Release technique stuff. We do a lot of this in Modern T’s class, and bits of it had clicked here and there — but I discovered in Cinci that I actually really love it when I get out of my own way. In Leslie Dworkin’s masterclass, especially, I was able to briefly stop being an incredibly shy, uptight ballet nerd and just really use my whole body.
Repertory class. I started out feeling downright timid about this class, and it ended up being a highlight (and a bit of a crucible, I think).
I walked in afraid that I would literally never nail down the choreography; that I’d be so freaking bad at it that they’d ask me not to dance in the showing.

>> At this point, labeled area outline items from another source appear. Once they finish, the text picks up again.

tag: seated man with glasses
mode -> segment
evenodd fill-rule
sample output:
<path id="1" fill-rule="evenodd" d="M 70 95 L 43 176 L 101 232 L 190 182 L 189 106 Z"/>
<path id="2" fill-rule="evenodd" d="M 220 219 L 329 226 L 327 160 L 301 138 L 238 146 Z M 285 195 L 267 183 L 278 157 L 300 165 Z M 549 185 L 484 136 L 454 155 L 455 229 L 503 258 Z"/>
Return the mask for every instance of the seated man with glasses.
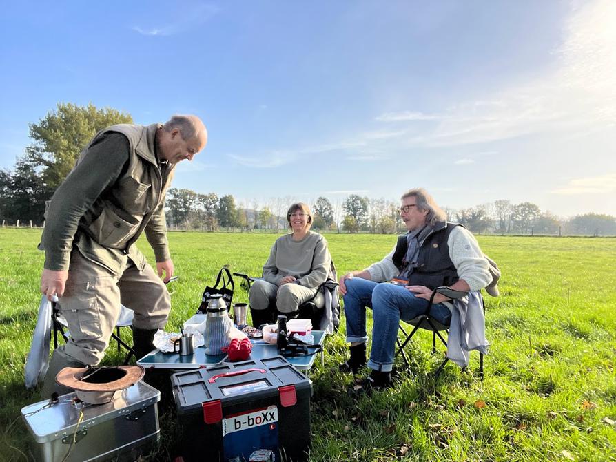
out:
<path id="1" fill-rule="evenodd" d="M 255 327 L 272 322 L 278 314 L 297 317 L 299 306 L 314 297 L 328 277 L 335 277 L 331 274 L 327 241 L 310 231 L 312 213 L 308 206 L 303 202 L 291 205 L 287 221 L 291 232 L 276 240 L 263 266 L 263 279 L 256 280 L 250 287 Z"/>
<path id="2" fill-rule="evenodd" d="M 428 306 L 433 289 L 448 286 L 459 291 L 479 291 L 492 281 L 488 262 L 473 235 L 446 221 L 445 213 L 422 188 L 402 196 L 400 213 L 409 232 L 399 236 L 383 260 L 340 279 L 347 319 L 351 357 L 340 370 L 356 373 L 366 364 L 366 306 L 372 308 L 371 369 L 367 386 L 391 384 L 396 339 L 400 320 L 409 321 Z M 393 284 L 382 284 L 392 281 Z M 449 324 L 451 313 L 440 293 L 430 314 Z"/>

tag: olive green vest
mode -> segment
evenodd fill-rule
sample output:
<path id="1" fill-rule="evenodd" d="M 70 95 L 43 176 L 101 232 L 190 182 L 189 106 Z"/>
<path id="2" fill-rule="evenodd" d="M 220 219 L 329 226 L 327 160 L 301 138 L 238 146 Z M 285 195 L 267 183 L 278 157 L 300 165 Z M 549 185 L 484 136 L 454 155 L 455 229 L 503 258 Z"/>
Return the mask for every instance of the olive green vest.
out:
<path id="1" fill-rule="evenodd" d="M 145 258 L 133 244 L 148 224 L 152 229 L 146 230 L 146 234 L 156 260 L 169 258 L 163 207 L 174 166 L 158 165 L 155 140 L 160 126 L 121 124 L 106 128 L 96 134 L 77 160 L 79 163 L 90 146 L 109 132 L 121 133 L 130 145 L 126 167 L 113 187 L 83 214 L 74 240 L 86 258 L 115 273 L 125 264 L 127 256 L 143 269 Z"/>

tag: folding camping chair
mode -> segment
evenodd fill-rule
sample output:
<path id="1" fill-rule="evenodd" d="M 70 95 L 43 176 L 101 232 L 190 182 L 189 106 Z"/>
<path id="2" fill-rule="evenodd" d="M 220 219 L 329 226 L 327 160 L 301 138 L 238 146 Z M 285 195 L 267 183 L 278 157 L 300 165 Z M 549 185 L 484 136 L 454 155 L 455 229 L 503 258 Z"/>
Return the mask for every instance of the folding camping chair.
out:
<path id="1" fill-rule="evenodd" d="M 331 334 L 338 331 L 340 325 L 340 304 L 338 298 L 338 284 L 336 282 L 336 266 L 331 262 L 332 279 L 328 279 L 321 284 L 314 296 L 300 305 L 298 317 L 310 319 L 315 330 L 324 330 Z M 234 273 L 234 276 L 241 277 L 241 286 L 247 292 L 250 291 L 252 282 L 260 277 L 251 277 L 241 273 Z M 322 297 L 317 299 L 319 293 Z"/>
<path id="2" fill-rule="evenodd" d="M 407 357 L 407 353 L 404 352 L 404 347 L 407 344 L 411 341 L 411 339 L 415 335 L 415 333 L 419 329 L 424 329 L 426 330 L 430 330 L 432 332 L 432 353 L 434 354 L 436 353 L 436 337 L 440 339 L 441 343 L 444 345 L 445 348 L 447 348 L 447 340 L 444 337 L 442 333 L 444 333 L 445 335 L 449 335 L 449 326 L 444 325 L 441 324 L 435 319 L 432 317 L 429 313 L 430 313 L 430 308 L 432 308 L 432 304 L 434 301 L 434 296 L 437 293 L 440 293 L 451 300 L 457 300 L 462 298 L 464 295 L 466 295 L 468 292 L 464 292 L 462 291 L 455 291 L 449 287 L 442 286 L 437 287 L 432 292 L 432 295 L 430 297 L 430 300 L 428 302 L 428 306 L 426 308 L 426 311 L 419 316 L 409 320 L 409 321 L 402 321 L 402 322 L 404 322 L 407 324 L 411 324 L 413 326 L 413 330 L 409 333 L 407 333 L 406 329 L 400 322 L 400 330 L 402 332 L 404 336 L 404 340 L 400 342 L 400 337 L 397 337 L 396 341 L 398 344 L 398 351 L 396 351 L 396 356 L 398 355 L 402 355 L 402 359 L 404 361 L 404 364 L 407 366 L 407 368 L 409 368 L 410 367 L 409 363 L 409 358 Z M 480 297 L 481 295 L 480 295 Z M 481 304 L 482 309 L 484 313 L 485 313 L 485 305 L 484 304 L 483 297 L 481 297 Z M 444 368 L 445 364 L 447 364 L 447 361 L 449 361 L 449 358 L 446 356 L 443 361 L 438 366 L 437 370 L 434 372 L 434 378 L 435 380 L 438 379 L 438 377 L 440 375 L 440 372 L 442 371 L 443 368 Z M 479 374 L 481 379 L 483 380 L 484 378 L 484 354 L 481 351 L 479 352 Z"/>
<path id="3" fill-rule="evenodd" d="M 124 358 L 124 365 L 128 364 L 132 356 L 135 355 L 135 350 L 128 344 L 124 342 L 121 337 L 120 329 L 123 327 L 132 328 L 132 318 L 134 311 L 124 305 L 121 306 L 120 315 L 116 322 L 116 331 L 112 333 L 111 338 L 118 344 L 118 353 L 121 351 L 121 347 L 127 350 L 126 357 Z M 70 333 L 68 331 L 68 324 L 66 319 L 60 313 L 60 309 L 57 306 L 57 302 L 52 302 L 52 332 L 54 337 L 54 348 L 58 348 L 58 333 L 64 339 L 65 343 L 68 342 Z M 138 358 L 137 358 L 138 359 Z"/>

By the end, I felt like I knew enough to try to start making something out of some of it (though I still forgot to add the whole performative element to one of my parts, feh). Not that I didn’t make some mistakes during the showing (the most glaring one being the part where I wound up on the wrong leg in a static pose).
Also, we all kind of bonded over the lift-y parts and turned into a cohesive group. That was just plain cool.
Perhaps the most important thing I learned is that I automatically adjust my game to the level of expectation — when, for example, our ballet instructor called for triple turns in a combination on Wednesday, a small part of me went, “I don’t know if I can do that,” but a bigger part went, “Welp, better crank out some triples.” So I did.
This didn’t happen every time, but on average, when I got the hell out of my own way, things went better than I expected them to. When I got all tense and weird, things did not go so well.
I need to learn to hang onto my confidence in the things I do well and not freak out about other stuff.
I’ll try to post my more detailed notes later. Suffice it to say that I had a blast, learned a great deal, and will definitely be going back next year.
*nasty blister picture below the cut, because seriously, if you want to know what happens when you start to get a tiny blister right on the ball of your foot and then don’t think to tape it, this is what happens
You guys: if you’re doing a class that requires you to go barefoot, guys, TAPE YOUR BLISTERS. With cloth tape (put blister pads on them first). The kind that doesn’t roll up and make them worse, or roll off and make them worse.
This one looked like a little tiny blister, but bubbled up from the inside all the way down to the red, raw, meaty layer full of raw nerve endings. The dead layers then tore off, leaving another extra-sore spot right at the top.
Had I had the sense to use cloth tape, this wouldn’t have happened. Transpore® is great for a good many applications, but it won’t hold up on the bottom of your foot in a barefoot modern dance class. You live, you learn.
On the upside, I’m apparently much better at keeping my weight over my 2nd and 3rd toes than I used to be, so there’s that?